An exquisite Mongolian meditation on the oneness of all beings


https://psyche.co/films/an-exquisite-mongolian-meditation-on-the-oneness-of-all-beings?

With an unmistakable visual style, the Mongolian-born, Canadian filmmaker Alisi Telengut has proven herself to be one of the most gifted and original artists creating experimental animations. Working with oil pastels, she paints her impressionistic visuals frame by frame. Through this meticulous process, Telengut builds shapeshifting worlds that are easy to get swept up in, though they exist for just a few minutes. Her themes are equally distinct, often inspired by a drive to explore the ethnography and history of the nomadic cultures of Asia, including her own Mongolian origins.

The Fourfold (2020) is perhaps her most ambitious and accomplished work to date. In the piece, Telengut’s tactile brushstrokes and an interview with her grandmother, Qirima Telengut, form the foundation of a meditation on ‘animistic beliefs and shamanic rituals in Mongolia and Siberia’. In sparse narrations spread across the film’s 7 minutes, Qirima Telengut describes rituals including the construction of ovoos, or shamanic stone alters decorated with colourful silk scarves, and the ceremony of ‘milk libation’, in which the life-giving substance is poured as an offering to the deities and spirits.

Telengut pairs her grandmother’s words with swirling landscapes inspired by the rituals described, with the inclusion of real flowers, mosses, branches and rocks in the film’s second half adding another rich layer to her visual treatment. Building an appropriately ethereal soundscape, she intermingles sweeping winds, crackling fires and flowing water with a rhythmic chant from the Tuvan folk music group Huun-Huur-Tu. With a momentum built on the gathering of earthly and mystical elements, the border between these two realms seems to dissolve as the film reaches its forte, evoking the oneness of spirit at the heart of animistic traditions.

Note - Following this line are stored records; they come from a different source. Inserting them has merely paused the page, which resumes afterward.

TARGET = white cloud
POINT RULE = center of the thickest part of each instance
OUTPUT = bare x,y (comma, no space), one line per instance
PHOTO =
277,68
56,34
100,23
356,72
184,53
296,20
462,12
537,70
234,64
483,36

In Telengut’s hands, the film is more than an act of preservation. Today, animism persists not just in the small patches of Asia where nomadic cultures endure, but as an alternative to belief systems that view humans as separate from, and having dominion over, the world around them. As we face mounting ecological crises, The Fourfold suggests that the ancient idea that there’s life and a unified spirit at the heart of all things offers a form of wisdom that could prove vital for the planet, and for the humans who share it.